We didn’t get mugged.
We didn’t even get our pockets picked.
On the whole, taking the subway in New York City was a pretty pleasant experience. Now, Alex and I weren’t subway newbies or anything. Our first subway was the London Underground in 2002 (though Alex was too little to remember it) and then the subway in Toronto in 2003 (he doesn’t remember that one, either). Alex does remember taking the Metro in Washington, DC and the subway in Rome in 2014, though. But this was the New York City subway, which movies and television make look forbidding and dangerous. It may have been just the stations we went to, but we did end up going through (or, well, under) Jamaica and Queens (and we saw more of the bottom of Queens than we expected) and it was not terrifying, like I half-feared it would be. I could even see myself doing this on a regular basis, if I ever could get a job that would support me in New York City.

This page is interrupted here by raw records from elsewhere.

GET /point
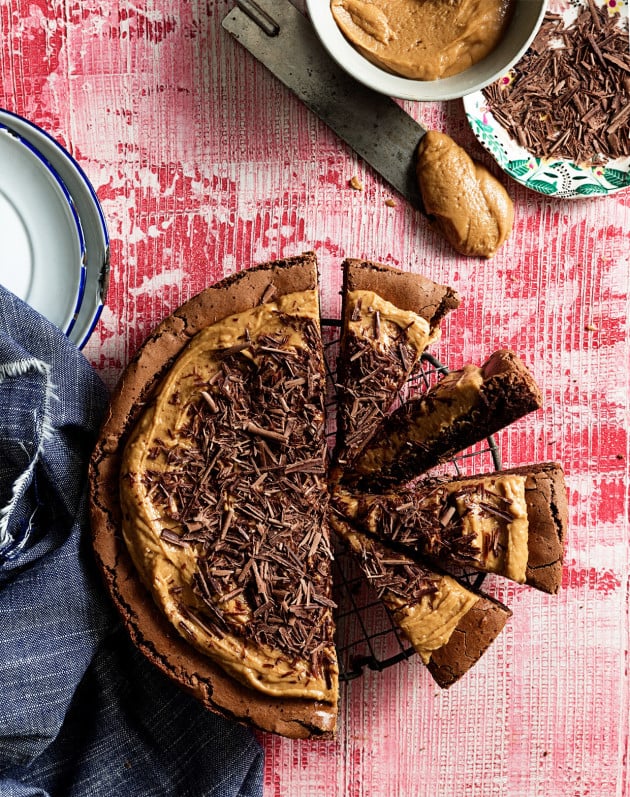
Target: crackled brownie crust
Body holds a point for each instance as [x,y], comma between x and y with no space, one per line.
[423,521]
[376,359]
[463,408]
[403,583]
[405,289]
[147,626]
[475,633]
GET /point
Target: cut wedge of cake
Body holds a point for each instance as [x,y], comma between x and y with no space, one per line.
[463,408]
[221,466]
[449,626]
[389,317]
[511,522]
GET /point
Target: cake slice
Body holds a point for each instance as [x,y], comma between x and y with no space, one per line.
[212,468]
[449,626]
[512,522]
[389,317]
[464,407]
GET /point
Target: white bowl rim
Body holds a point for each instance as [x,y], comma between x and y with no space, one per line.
[373,77]
[90,214]
[61,248]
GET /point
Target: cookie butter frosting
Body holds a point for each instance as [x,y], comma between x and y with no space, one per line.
[422,39]
[469,205]
[223,499]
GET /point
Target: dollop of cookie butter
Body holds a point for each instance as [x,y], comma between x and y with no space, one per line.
[422,39]
[468,204]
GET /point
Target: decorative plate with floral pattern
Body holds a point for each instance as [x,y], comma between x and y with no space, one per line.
[551,176]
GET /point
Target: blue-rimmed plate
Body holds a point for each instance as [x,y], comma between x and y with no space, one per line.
[90,215]
[42,259]
[558,177]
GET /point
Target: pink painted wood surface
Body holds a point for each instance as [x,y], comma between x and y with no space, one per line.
[205,165]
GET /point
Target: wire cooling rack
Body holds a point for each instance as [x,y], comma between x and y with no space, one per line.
[366,634]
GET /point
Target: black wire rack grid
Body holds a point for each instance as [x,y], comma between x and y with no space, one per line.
[366,634]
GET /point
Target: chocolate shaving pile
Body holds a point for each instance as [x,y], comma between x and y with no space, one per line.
[379,372]
[570,101]
[250,497]
[394,574]
[432,526]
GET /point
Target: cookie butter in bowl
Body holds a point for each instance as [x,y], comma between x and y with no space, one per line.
[426,49]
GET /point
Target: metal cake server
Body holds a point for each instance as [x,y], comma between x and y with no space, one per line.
[374,126]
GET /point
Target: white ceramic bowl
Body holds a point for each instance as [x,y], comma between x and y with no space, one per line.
[526,19]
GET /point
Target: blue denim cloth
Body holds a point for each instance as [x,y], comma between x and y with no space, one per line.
[81,711]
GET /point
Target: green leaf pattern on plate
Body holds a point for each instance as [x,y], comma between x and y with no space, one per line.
[560,177]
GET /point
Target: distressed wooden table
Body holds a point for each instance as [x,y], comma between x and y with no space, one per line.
[205,165]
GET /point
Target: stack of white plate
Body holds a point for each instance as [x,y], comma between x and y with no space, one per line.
[55,245]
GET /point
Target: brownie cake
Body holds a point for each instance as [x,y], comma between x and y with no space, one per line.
[464,407]
[224,580]
[512,522]
[389,317]
[210,489]
[449,626]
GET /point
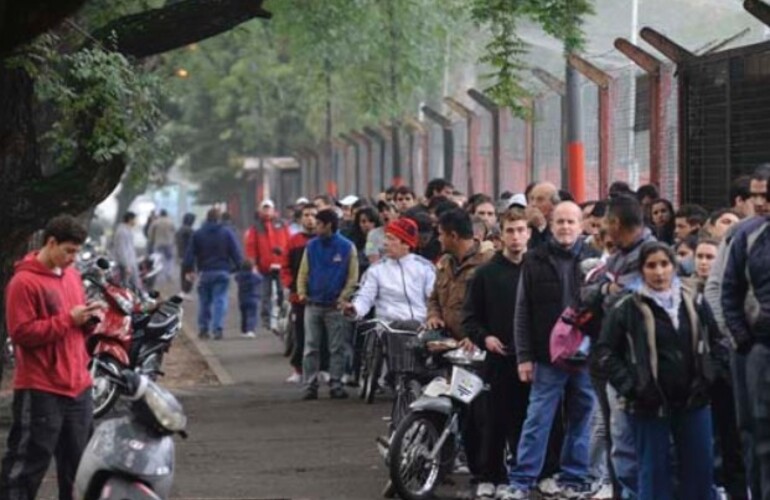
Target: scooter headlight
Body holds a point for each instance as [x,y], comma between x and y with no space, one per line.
[168,412]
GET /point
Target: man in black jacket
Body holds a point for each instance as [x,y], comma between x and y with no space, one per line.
[549,283]
[488,321]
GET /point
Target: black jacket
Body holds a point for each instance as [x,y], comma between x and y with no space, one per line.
[490,302]
[545,291]
[653,366]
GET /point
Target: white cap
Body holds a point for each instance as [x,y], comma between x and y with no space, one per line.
[517,200]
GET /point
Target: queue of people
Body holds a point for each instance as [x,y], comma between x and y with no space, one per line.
[664,396]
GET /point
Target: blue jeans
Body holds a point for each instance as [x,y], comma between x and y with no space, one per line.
[249,316]
[548,388]
[623,451]
[212,297]
[317,321]
[691,431]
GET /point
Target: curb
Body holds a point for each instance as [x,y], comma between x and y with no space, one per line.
[211,359]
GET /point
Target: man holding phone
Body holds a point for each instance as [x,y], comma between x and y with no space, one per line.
[47,314]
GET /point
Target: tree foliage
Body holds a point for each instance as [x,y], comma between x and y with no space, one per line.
[562,19]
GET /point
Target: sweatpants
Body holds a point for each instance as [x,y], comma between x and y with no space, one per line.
[45,426]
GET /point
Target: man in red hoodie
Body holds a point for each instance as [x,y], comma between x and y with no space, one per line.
[46,311]
[265,243]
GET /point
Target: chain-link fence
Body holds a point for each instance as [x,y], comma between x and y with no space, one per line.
[532,150]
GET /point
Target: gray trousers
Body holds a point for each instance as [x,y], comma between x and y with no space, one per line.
[317,321]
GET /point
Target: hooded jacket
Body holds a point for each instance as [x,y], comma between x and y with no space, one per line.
[50,349]
[213,247]
[452,279]
[265,242]
[638,347]
[397,288]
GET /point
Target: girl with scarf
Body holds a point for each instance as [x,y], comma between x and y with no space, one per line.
[657,356]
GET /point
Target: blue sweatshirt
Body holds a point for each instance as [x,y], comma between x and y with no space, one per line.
[213,247]
[249,287]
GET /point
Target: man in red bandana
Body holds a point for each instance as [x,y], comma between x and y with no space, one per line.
[399,285]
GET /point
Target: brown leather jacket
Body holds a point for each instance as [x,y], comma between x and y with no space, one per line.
[452,278]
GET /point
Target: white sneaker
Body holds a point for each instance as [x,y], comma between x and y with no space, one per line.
[549,487]
[511,493]
[485,491]
[604,492]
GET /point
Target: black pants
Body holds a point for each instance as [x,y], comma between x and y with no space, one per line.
[44,426]
[506,408]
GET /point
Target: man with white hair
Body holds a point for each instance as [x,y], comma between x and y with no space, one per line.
[542,199]
[265,243]
[550,282]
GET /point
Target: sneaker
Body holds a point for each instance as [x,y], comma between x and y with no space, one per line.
[309,395]
[576,491]
[485,491]
[502,489]
[338,393]
[604,492]
[511,493]
[549,488]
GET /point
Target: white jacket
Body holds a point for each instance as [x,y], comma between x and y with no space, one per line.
[398,289]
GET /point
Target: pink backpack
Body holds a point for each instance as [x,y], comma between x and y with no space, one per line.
[566,338]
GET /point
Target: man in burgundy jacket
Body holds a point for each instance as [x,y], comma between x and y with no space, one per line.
[289,272]
[46,312]
[265,243]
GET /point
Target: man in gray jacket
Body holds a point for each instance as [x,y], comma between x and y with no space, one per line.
[625,226]
[124,252]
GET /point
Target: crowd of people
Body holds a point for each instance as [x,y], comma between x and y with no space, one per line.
[666,395]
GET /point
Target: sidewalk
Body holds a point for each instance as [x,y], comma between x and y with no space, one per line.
[253,437]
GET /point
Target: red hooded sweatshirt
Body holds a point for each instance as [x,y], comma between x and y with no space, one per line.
[50,349]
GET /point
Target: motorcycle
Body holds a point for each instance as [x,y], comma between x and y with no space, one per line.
[132,457]
[426,442]
[130,333]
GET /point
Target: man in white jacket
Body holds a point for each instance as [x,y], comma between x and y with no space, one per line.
[399,285]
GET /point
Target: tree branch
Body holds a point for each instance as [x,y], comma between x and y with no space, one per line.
[159,30]
[20,22]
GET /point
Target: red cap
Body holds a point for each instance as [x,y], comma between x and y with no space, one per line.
[404,229]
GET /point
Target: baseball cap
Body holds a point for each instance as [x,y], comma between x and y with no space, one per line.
[517,200]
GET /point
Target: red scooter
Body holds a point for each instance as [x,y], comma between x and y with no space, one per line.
[129,333]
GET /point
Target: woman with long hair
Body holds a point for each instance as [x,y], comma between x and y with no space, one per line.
[657,356]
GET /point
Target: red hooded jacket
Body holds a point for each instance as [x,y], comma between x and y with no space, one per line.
[265,243]
[50,349]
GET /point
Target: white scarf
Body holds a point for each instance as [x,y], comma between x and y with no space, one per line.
[668,300]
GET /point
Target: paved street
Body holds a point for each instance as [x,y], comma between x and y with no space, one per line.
[251,437]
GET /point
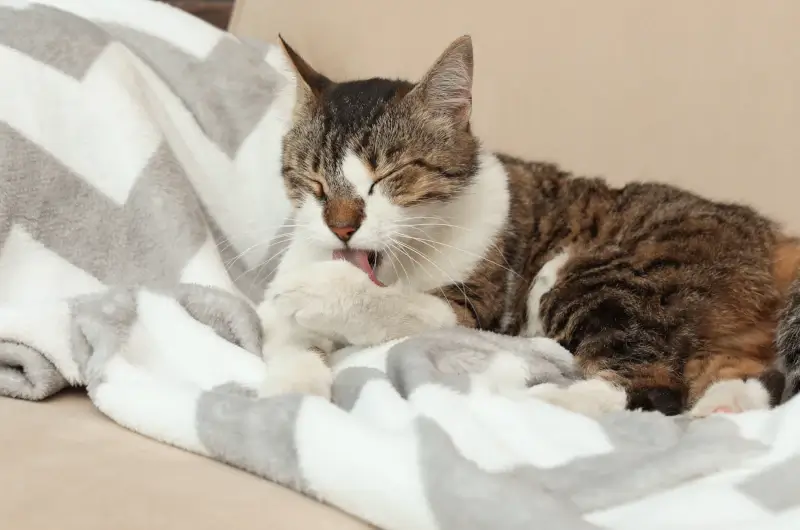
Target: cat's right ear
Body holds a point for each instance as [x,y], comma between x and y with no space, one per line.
[310,83]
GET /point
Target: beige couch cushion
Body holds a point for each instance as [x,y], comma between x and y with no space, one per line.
[701,94]
[65,465]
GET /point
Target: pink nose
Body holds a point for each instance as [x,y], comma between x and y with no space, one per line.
[343,232]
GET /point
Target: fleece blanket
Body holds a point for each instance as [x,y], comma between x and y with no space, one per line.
[141,216]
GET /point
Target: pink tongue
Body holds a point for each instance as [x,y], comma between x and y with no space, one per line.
[359,258]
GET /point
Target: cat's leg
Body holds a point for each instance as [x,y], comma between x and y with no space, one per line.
[592,397]
[591,304]
[731,382]
[335,299]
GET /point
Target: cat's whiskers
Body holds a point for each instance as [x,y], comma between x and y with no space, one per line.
[226,243]
[459,285]
[391,259]
[397,246]
[281,238]
[263,264]
[444,223]
[431,242]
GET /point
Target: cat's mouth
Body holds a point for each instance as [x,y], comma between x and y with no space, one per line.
[366,260]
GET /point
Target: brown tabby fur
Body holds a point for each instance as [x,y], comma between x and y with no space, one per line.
[664,292]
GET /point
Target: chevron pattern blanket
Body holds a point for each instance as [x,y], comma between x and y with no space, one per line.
[141,216]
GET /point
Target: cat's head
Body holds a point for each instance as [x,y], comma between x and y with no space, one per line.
[371,161]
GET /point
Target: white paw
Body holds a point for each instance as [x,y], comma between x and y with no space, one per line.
[297,372]
[321,296]
[592,397]
[731,396]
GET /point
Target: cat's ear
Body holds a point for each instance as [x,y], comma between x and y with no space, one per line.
[446,89]
[310,83]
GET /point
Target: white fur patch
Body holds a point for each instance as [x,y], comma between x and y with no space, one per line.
[357,173]
[545,280]
[592,397]
[731,396]
[293,370]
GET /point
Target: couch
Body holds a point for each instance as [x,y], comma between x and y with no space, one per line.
[700,95]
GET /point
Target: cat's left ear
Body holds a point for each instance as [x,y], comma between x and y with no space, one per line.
[446,89]
[310,83]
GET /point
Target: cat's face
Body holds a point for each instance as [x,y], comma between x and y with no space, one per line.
[371,164]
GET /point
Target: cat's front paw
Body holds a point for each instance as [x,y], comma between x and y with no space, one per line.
[730,397]
[323,297]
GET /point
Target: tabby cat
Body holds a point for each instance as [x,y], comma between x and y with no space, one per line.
[668,300]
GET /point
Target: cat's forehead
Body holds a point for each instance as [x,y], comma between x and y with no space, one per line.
[347,121]
[356,104]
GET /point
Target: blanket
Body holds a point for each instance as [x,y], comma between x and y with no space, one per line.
[141,216]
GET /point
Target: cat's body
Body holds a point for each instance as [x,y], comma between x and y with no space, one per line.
[658,293]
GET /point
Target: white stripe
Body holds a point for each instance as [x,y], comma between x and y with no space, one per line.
[167,341]
[160,20]
[94,127]
[367,472]
[162,410]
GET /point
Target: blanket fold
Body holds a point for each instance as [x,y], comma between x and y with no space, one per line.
[142,215]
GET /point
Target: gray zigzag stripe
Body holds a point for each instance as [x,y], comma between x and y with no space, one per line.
[228,92]
[57,38]
[146,242]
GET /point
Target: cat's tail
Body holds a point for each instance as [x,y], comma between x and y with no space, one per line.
[787,341]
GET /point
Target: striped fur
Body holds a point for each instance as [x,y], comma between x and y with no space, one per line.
[661,292]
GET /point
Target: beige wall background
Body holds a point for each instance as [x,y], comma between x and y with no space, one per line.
[703,94]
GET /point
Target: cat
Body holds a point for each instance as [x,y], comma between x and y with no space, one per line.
[671,301]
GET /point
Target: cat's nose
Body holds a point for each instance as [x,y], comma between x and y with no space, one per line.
[344,232]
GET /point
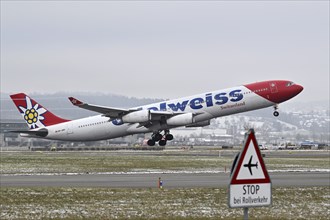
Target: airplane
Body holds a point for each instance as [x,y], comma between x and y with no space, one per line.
[250,165]
[157,118]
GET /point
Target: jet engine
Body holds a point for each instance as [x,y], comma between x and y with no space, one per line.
[199,124]
[181,120]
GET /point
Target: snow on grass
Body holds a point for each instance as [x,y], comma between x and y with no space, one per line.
[80,163]
[188,203]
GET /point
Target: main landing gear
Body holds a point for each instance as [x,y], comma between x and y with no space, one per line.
[276,113]
[161,139]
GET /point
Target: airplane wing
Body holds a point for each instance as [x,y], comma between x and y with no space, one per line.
[110,112]
[118,112]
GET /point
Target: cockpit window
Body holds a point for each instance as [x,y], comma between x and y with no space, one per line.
[289,84]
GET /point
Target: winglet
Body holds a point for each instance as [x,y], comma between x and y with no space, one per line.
[75,101]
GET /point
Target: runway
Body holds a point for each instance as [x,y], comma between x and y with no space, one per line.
[150,180]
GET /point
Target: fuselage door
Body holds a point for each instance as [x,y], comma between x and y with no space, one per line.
[70,128]
[273,87]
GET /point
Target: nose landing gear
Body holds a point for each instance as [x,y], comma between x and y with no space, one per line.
[276,113]
[161,139]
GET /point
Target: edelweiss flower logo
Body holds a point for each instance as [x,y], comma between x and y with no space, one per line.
[33,114]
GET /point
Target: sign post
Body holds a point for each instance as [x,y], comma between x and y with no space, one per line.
[250,185]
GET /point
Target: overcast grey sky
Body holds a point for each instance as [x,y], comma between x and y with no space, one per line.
[163,49]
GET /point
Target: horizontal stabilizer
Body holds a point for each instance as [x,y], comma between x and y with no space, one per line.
[43,132]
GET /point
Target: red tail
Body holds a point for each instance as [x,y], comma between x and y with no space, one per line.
[33,113]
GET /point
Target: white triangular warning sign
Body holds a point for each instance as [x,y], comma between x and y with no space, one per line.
[250,167]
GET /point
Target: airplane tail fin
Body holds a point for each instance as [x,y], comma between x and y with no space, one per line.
[35,115]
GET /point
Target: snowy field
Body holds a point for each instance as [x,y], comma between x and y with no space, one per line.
[187,203]
[180,203]
[31,163]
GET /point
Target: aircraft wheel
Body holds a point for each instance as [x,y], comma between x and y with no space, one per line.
[162,142]
[169,137]
[157,137]
[151,142]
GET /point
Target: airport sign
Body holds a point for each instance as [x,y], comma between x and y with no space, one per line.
[250,185]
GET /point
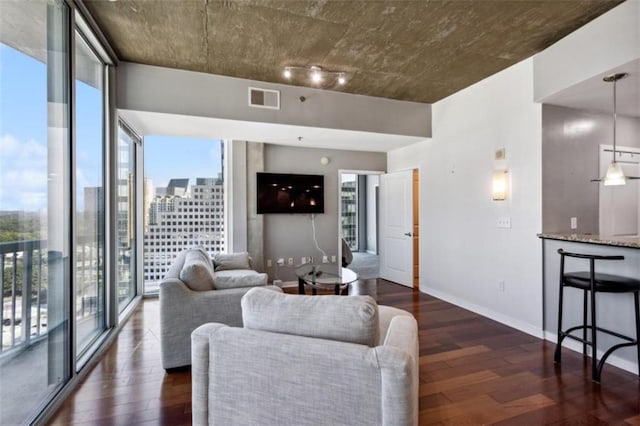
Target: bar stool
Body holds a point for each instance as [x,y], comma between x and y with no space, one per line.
[591,283]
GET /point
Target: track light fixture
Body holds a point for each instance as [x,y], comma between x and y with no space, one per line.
[316,74]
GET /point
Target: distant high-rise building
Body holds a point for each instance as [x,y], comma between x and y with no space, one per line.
[180,222]
[178,187]
[147,197]
[93,217]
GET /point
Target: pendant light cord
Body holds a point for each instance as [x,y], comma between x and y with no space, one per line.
[615,114]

I was often nervous when we got on a train, but that was mostly because of the existence of part-time train stations and express lines. I was always afraid that we’d get on, say, a train that had a big B on the front at Cathedral Parkway (something that totally did happen) and it would turn out that this particular B train skips the Bryant Park station completely and we would have to get off at Herald Square or Washington Square and make our way back to our hotel from there somehow. This, of course, never happened. Nearly every time we got on the subway, we got off at the stop where we were supposed to get off.
The “nearly” was our last day in New York. We were taking the subway back to JFK. While we were waiting on the platform for the E train, we heard “mumble mumble eee.” It was an “e” sound, so it could have been E, or B, or C, D, G, P, Z, or 3. Soon enough, an E train comes along, and we get on. After a few stops, though, the lighted map thing on the wall turns off and the train heads off the wrong direction. Turns out all that mumbling was the announcement that the next E train was actually going to be an M train. Fortunately, the E and M trains intersected another few stops down, so we got off the M train there, and caught the next E train, which stayed an E train this time, and we got back to the airport with something like three hours to spare. So that was our heart-stopping side trip into Queens. So for next time, if I hear some kind of announcement that might have something to do with my train, I will ask.
Some New York City subway stations are wheelchair accessible. Many of the ones we used were not, but some, including the stations in Queens leading to and from JFK were.